About a month ago our developer changed the URL for all the programmed pages; before they were all /x_y/somepage.aspx?a=1&b=2&z=7&h= for example and that was changed to /y/somepage.aspx?foo=bar&b= (the relevant part being the first section in bold). However all the pages are still accessible via /x_y/... (which is the actual name of the directory on the server). Therefore, we have a duplicate URL problem there for all pages. In Google Analytics we're seeing both versions of any given page.

So how to clean this up? Would specifying a canonical URL (link rel="canonical" tag in head) do the trick? Is there any way to do that sort of thing at the directory level, rather than having our programmer add that to every page?

Would much appreciate some insight from any of you SEO wizards out there, thanks.

I would suggest you post this in a more technical area of the forum than the marketing section. However, you can do REDIRECTS for all of those pages so you don't have them as identical duplicate content pages.

You can redirect those URL that you would not allow to SE. You will redirect those URL in htaccess file with 302 code.
After changes, you will upload in root directory.

In terms of SEO "/y/somepage.aspx?foo=bar&b=" is not a good URL for a page.

I would suggest you look into URL rewriting. It'll enable you to specify URLs for the same resource, but ones that are more descriptive and rich in keywords. Search engines and human visitors will love you for it!

rel link canonical is useful for resolving duplicate content issues. If you have pages with similar content you can indicate to search engines your preferred page.

For example if the two URLs below show identical content...

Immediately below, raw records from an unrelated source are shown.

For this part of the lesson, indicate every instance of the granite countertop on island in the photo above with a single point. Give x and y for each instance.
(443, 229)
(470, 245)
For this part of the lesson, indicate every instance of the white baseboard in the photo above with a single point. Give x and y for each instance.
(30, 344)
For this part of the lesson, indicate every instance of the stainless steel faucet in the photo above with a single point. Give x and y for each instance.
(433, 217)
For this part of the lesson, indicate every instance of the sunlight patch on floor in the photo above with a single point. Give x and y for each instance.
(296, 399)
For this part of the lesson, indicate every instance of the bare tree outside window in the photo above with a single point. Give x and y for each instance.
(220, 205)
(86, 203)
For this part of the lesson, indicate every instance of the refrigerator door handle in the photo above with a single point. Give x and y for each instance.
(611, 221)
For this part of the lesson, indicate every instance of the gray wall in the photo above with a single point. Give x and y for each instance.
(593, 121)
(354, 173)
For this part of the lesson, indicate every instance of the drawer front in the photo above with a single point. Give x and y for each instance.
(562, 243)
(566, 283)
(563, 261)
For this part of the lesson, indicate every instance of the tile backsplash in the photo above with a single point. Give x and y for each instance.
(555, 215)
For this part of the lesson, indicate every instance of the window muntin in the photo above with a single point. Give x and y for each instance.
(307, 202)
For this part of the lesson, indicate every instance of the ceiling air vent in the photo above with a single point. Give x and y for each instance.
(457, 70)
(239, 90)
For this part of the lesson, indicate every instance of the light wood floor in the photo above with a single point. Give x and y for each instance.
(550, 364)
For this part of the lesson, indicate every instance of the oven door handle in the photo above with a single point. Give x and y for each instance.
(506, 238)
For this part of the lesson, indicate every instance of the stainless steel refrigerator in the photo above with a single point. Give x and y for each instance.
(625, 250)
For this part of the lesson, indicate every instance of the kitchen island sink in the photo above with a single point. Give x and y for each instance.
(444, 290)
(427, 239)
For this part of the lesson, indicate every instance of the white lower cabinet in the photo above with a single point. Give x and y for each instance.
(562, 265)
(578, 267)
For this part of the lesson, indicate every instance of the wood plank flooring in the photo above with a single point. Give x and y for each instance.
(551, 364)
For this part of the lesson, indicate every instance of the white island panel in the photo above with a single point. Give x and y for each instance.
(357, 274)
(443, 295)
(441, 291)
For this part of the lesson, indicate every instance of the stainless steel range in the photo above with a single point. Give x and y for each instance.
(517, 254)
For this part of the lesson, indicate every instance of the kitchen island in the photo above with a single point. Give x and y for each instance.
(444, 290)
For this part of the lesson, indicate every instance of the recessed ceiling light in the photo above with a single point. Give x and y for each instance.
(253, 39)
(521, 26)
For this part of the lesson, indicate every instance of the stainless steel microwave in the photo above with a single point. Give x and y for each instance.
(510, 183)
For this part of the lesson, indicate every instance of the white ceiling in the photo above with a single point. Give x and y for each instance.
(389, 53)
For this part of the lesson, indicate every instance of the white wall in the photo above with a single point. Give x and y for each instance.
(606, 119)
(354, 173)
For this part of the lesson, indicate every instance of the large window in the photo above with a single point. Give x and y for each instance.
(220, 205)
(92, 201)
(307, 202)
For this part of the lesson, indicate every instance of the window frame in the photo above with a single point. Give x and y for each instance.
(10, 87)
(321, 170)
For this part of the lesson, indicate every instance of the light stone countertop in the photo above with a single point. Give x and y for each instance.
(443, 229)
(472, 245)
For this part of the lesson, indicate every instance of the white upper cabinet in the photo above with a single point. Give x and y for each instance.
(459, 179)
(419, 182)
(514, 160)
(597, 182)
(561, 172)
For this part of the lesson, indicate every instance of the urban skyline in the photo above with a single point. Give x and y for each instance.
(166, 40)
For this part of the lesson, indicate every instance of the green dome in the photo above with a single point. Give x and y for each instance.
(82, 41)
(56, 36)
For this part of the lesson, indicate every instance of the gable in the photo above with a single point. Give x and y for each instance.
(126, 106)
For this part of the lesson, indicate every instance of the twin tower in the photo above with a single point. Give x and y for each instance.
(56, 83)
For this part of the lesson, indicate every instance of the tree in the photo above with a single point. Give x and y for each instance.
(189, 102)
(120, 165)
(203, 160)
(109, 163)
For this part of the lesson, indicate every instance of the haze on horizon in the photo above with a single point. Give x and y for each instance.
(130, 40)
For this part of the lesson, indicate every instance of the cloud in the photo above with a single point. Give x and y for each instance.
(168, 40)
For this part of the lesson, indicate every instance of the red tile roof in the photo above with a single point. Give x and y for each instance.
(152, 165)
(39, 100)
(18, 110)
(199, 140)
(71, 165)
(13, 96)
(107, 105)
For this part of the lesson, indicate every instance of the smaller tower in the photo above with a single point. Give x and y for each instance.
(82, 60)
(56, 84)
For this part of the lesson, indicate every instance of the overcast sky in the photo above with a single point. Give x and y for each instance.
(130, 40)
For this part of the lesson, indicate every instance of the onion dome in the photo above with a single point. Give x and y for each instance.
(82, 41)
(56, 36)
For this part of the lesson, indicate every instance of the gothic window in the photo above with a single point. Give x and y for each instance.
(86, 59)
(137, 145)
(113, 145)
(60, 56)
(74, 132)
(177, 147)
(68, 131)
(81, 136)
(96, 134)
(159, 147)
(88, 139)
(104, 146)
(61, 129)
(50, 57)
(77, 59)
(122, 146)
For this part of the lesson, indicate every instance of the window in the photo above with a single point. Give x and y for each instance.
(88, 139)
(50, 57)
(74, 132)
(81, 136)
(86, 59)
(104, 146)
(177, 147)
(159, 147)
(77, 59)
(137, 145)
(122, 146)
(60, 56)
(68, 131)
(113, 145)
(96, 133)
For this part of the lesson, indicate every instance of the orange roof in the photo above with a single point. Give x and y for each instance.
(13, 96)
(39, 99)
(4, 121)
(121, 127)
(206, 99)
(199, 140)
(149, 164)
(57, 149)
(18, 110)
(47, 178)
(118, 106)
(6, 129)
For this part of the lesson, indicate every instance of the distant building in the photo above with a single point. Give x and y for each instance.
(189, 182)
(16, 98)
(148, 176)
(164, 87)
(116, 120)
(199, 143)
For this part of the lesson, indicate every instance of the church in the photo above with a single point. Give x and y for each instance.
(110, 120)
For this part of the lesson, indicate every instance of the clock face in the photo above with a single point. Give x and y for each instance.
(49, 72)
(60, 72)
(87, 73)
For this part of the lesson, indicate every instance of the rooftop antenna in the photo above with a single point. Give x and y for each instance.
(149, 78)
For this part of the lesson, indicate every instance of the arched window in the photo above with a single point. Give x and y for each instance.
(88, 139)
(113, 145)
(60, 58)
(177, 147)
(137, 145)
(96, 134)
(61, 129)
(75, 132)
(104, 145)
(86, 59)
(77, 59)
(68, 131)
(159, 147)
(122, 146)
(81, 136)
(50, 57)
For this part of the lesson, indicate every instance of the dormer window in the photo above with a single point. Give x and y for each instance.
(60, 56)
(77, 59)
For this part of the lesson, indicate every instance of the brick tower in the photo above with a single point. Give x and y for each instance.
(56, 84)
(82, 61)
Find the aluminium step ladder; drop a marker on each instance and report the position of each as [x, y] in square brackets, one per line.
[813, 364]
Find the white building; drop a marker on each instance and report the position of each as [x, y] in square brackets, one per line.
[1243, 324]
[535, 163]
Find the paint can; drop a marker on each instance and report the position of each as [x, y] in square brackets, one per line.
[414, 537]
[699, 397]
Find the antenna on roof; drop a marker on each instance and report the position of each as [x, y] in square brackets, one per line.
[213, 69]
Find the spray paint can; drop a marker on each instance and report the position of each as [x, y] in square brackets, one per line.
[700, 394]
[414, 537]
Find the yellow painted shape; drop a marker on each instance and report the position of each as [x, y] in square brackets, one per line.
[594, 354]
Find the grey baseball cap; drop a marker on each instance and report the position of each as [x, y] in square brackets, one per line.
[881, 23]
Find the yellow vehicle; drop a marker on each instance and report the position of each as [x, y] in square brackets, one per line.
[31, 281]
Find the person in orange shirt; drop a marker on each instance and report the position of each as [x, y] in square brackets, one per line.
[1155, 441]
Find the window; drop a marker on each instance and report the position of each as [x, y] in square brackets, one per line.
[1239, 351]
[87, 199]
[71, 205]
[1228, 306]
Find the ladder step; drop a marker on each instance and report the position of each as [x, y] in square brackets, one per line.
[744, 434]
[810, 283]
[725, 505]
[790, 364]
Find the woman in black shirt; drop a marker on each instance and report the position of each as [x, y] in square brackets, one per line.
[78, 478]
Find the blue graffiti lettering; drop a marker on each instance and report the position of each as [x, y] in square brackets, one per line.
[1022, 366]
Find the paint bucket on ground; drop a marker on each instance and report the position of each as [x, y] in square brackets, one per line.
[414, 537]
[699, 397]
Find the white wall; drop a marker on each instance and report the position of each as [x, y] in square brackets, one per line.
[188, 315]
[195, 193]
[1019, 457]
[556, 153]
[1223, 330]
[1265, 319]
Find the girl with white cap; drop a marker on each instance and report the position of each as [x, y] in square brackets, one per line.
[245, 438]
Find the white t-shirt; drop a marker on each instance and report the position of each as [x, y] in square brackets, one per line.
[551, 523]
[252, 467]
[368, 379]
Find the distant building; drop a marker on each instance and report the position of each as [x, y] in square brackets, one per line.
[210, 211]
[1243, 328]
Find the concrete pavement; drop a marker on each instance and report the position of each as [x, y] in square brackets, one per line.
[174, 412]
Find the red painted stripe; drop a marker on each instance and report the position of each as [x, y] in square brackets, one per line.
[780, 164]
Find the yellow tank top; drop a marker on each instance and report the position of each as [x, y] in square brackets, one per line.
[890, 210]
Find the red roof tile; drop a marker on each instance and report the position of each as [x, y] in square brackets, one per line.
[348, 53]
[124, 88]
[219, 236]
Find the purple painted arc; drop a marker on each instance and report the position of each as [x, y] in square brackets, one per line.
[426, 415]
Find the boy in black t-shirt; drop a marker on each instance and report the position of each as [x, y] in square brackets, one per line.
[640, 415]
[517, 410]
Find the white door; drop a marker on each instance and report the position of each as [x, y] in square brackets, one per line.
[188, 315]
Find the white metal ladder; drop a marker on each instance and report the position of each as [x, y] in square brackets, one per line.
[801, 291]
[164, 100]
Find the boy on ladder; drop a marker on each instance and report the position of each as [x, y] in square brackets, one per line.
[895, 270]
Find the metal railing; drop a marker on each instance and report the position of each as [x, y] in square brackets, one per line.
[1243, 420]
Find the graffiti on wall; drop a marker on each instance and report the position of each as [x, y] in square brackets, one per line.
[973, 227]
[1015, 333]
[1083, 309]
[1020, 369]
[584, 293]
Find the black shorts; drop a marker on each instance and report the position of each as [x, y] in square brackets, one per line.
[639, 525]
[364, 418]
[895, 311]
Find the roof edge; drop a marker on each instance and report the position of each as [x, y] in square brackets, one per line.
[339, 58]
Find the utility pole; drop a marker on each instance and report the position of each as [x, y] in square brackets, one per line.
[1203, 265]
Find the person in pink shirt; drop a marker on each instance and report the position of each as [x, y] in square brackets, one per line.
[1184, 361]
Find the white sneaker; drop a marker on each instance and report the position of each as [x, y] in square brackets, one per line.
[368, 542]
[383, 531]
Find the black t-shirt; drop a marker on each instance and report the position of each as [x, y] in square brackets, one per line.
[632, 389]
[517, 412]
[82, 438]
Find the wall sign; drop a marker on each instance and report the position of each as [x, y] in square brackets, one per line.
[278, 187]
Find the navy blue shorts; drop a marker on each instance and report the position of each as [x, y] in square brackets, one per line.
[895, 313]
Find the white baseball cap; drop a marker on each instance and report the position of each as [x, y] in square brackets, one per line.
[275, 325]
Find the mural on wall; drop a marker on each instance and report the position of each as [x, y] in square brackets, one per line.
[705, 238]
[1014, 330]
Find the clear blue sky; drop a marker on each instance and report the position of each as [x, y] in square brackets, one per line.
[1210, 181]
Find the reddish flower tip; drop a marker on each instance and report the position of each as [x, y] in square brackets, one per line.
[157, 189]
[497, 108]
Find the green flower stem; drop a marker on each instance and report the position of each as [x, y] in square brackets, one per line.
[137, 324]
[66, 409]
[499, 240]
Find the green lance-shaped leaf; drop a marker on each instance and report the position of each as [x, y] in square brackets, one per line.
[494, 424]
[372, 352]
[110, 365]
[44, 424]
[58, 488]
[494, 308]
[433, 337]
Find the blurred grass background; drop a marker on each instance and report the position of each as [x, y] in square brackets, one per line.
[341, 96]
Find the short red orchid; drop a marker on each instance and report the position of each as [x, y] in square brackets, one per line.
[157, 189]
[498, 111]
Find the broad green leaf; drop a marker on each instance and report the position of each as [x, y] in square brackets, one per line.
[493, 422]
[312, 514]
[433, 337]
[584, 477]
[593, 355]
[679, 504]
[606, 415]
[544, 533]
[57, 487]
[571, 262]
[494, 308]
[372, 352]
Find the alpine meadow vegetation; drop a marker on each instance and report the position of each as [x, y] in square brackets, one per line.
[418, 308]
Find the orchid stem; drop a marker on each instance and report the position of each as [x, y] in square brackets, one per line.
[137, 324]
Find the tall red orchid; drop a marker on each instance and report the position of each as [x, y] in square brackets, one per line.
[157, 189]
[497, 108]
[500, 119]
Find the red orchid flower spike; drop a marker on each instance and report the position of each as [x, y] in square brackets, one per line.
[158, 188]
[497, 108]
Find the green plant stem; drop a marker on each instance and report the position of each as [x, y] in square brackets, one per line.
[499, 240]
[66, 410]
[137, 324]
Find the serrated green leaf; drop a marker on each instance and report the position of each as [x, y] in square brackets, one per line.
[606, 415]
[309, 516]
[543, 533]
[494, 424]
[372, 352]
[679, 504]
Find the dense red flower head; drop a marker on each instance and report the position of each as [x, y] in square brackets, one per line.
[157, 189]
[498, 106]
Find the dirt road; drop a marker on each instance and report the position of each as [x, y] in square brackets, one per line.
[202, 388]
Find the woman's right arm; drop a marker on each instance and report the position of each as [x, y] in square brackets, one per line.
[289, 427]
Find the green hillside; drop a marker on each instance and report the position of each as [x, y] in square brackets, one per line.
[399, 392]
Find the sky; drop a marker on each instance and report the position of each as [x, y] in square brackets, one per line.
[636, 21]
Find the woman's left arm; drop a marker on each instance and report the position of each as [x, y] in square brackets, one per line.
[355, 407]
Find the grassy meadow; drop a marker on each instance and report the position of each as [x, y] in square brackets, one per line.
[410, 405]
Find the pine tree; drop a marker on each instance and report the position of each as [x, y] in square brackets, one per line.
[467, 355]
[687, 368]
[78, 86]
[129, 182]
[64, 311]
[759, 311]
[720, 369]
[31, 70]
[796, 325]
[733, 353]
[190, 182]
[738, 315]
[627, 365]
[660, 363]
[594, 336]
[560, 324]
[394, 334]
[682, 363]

http://www.example.com/y/somepage.aspx?foo=bar&b=
http://www.example.com/do-something-useful

... you'd probably want the header of both pages to contain something like:

<link rel="canonical" href="/do-something-useful" />

You could possibly use a redirect to force visitors to visit the new URL instead, it wouldn't be difficult to set up, but would prevent you from accessing pages using the old url, the scheme you say matches your directory structure.